Weiter erklärte der Kardinal: „Endlich wird offenbar, was geschieht, und es wird darüber gesprochen, und es wird nach Heilung gesucht, nach Prävention, nach Überwindung.“ Auch sagte Marx: „Wir haben versagt, und wir waren wie in einem Verblendungszusammenhang: nicht hinsehen wollen, nicht wahrhaben wollen, was geschieht, es kleinreden, es nicht anhören, all das ist immer wieder geschehen. Und damit muss Schluss sein!“

Es sei eine Verantwortung der ganzen Kirche, besonders der Bischöfe, Priester und Verantwortlichen, „aufmerksam zu sein und nie wieder zuzulassen, dass übersehen wird, nicht hingehört wird, vertuscht und verschwiegen wird“, so Marx. Die Kirche werde an ihrem Handeln gemessen werden.
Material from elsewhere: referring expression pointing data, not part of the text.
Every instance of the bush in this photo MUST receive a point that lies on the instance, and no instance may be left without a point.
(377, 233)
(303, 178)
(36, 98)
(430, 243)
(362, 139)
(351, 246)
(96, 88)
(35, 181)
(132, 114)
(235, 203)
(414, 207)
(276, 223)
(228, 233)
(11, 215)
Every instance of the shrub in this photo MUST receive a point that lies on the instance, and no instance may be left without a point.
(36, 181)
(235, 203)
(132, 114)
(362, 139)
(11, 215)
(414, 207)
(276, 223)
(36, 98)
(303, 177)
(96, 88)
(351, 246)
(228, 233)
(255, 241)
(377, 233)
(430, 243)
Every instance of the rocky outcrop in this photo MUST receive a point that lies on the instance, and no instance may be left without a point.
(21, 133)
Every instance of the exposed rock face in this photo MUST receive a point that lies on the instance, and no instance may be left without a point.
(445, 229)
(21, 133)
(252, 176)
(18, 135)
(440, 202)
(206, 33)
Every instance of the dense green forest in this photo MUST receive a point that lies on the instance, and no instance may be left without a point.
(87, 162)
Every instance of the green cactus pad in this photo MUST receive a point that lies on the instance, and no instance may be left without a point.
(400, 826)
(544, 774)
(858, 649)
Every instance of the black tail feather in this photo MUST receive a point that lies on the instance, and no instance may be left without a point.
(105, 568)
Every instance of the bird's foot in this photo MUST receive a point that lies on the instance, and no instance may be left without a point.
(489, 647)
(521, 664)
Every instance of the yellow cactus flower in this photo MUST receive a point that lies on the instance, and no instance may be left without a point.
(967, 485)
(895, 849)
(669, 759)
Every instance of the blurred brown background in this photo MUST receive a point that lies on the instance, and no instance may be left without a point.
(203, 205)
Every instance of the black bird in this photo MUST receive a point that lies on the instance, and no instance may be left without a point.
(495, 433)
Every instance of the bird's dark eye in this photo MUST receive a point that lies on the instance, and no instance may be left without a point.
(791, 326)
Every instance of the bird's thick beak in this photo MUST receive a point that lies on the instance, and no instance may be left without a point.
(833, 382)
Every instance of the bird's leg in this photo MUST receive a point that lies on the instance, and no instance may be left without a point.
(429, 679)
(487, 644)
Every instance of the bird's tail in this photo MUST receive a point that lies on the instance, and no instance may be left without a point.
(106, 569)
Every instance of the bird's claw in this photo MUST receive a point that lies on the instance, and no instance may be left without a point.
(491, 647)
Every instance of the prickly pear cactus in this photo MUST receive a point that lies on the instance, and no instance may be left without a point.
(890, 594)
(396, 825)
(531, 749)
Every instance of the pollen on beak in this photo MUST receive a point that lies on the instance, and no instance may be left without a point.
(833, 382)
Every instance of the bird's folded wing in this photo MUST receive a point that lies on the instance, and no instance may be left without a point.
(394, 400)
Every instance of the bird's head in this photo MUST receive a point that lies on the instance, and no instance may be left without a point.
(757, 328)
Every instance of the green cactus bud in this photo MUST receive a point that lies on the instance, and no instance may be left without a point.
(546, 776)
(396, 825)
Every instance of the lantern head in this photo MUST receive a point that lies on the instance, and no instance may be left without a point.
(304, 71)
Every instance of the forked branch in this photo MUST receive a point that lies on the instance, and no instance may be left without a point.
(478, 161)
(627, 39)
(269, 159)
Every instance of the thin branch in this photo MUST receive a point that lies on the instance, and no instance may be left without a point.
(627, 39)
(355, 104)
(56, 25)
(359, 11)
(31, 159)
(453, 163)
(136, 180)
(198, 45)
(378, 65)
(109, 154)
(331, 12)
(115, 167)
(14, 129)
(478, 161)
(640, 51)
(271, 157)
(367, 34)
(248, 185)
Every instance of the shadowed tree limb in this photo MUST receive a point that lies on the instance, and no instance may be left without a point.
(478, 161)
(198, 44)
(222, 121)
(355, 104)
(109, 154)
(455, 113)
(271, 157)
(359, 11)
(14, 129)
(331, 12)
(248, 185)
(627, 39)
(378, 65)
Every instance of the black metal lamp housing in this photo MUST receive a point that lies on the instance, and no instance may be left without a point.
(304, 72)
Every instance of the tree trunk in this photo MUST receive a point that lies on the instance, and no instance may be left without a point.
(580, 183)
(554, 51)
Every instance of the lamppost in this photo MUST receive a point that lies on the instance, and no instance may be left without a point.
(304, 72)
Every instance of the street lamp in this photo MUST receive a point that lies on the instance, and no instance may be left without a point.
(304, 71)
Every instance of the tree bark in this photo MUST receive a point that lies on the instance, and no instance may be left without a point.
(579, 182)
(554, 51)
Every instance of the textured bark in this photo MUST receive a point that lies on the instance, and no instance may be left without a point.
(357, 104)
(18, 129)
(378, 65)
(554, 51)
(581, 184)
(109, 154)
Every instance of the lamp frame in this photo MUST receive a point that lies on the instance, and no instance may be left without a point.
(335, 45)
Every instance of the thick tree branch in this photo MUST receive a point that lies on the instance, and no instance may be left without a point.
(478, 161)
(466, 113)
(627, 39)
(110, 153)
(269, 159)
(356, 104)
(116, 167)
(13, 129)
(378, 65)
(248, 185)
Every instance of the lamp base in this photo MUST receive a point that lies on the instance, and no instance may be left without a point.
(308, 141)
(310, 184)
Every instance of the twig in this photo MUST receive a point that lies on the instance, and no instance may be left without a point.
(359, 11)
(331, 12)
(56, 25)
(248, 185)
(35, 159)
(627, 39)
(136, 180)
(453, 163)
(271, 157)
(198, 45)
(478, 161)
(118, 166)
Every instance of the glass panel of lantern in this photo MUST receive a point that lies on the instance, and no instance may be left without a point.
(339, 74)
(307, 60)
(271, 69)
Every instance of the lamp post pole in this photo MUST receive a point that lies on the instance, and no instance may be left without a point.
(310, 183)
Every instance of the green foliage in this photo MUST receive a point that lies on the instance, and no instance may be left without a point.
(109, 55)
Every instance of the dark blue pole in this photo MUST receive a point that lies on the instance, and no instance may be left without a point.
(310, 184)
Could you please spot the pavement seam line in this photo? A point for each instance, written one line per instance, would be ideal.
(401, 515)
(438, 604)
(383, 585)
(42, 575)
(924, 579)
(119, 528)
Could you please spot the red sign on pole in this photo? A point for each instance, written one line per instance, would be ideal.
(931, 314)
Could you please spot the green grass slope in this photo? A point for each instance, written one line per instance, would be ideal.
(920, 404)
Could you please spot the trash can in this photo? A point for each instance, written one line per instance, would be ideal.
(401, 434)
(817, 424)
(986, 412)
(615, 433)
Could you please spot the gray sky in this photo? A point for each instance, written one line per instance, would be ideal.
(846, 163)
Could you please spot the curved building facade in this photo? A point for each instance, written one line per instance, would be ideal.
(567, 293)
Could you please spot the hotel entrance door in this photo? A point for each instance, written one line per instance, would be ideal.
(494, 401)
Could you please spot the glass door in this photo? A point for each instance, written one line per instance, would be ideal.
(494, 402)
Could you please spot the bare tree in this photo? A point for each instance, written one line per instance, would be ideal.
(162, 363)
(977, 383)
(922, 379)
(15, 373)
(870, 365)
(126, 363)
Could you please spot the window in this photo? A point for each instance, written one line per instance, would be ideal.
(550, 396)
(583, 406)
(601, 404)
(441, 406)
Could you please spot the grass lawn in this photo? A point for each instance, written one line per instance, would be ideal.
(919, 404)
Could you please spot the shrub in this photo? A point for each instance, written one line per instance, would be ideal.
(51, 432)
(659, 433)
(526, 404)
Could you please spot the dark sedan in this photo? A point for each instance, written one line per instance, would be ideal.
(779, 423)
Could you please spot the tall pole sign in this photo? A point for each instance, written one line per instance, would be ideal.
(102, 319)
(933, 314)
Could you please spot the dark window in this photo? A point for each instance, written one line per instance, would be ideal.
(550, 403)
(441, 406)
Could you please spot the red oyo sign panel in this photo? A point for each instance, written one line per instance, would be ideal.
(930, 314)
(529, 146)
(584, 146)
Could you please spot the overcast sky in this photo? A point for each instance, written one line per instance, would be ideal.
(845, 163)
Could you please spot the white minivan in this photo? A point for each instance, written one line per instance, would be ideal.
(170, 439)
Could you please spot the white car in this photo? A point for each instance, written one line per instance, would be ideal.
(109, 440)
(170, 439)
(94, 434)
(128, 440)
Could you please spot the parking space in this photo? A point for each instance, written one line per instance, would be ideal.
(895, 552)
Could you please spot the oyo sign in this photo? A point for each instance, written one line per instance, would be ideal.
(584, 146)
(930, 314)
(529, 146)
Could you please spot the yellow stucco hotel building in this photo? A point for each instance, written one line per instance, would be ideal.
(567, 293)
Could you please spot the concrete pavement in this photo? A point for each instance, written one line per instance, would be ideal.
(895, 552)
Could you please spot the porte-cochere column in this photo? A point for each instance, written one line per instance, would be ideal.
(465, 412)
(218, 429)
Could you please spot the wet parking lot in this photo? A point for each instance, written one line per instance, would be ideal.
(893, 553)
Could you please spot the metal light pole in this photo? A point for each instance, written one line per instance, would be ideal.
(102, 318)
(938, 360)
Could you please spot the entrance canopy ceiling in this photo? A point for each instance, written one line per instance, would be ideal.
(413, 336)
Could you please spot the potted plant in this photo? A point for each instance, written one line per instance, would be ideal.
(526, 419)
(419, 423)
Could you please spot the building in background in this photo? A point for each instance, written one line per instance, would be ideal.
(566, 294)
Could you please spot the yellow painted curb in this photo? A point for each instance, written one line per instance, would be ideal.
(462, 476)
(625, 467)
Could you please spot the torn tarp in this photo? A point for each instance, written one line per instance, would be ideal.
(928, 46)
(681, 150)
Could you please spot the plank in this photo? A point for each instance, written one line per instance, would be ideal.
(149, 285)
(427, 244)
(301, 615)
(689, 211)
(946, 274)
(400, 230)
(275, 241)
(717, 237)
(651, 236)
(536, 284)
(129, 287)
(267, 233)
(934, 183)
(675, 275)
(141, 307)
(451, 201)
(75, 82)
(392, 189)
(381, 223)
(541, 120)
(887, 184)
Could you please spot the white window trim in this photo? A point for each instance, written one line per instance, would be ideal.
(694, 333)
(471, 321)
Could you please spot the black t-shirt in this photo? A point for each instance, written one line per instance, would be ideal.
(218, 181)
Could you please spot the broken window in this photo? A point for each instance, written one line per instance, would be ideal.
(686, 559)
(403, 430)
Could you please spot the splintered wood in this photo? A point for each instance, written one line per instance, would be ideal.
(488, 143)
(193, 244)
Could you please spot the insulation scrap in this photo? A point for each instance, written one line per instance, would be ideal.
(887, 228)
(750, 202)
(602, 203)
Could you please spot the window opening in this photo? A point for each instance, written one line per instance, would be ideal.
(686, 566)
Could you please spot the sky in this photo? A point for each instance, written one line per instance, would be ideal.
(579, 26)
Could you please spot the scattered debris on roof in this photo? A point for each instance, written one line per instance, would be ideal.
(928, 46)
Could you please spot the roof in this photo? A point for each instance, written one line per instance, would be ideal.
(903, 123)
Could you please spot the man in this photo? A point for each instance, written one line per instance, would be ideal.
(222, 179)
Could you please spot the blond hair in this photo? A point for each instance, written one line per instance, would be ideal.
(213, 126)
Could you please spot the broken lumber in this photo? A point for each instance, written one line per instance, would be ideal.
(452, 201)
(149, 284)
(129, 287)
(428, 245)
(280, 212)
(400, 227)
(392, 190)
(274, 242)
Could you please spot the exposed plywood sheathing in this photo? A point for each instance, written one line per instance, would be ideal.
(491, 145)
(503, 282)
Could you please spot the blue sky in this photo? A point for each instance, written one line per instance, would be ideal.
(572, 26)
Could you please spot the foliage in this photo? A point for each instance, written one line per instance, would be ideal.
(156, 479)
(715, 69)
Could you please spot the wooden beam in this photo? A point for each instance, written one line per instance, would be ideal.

Künftig müsse die Präventionsarbeit noch intensiver werden. Es gehe auch darum, „dass wir lernen müssen, anders Kirche zu sein, transparenter, offener, nicht in geschlossenen Kreisen, nicht die einen gegen die anderen, sondern im Miteinander, im Lernen von der Welt“. Kirche brauche dafür die Gesellschaft, wissenschaftliche Erkenntnisse und die kritische Begleitung der Öffentlichkeit. Marx forderte: „Wir dürfen nicht nachlassen und wieder in den alten Trott verfallen. Wir müssen wirklich sehen: Hier ist ein Weckruf an uns ergangen, den wir nicht beschwichtigen und relativieren sollten.“

„Evangelium ad absurdum geführt“

Verantwortliche für sexuellen Missbrauch haben nach Worten des Mainzer Bischofs Peter Kohlgraf keinerlei Entschuldigung. „Weder entschuldigen gesellschaftliche Stimmungen oder die Behauptung, dass man eben früher anders mit so etwas umgegangen sei“, sagte er am Sonntag im Mainzer Dom. Missbrauchstäter in der Kirche hätten „das Evangelium ad absurdum geführt“. Kohlgraf äußerte sich aus Anlass des von Papst Franziskus angeregten Gedenktags für die Opfer sexuellen Missbrauchs.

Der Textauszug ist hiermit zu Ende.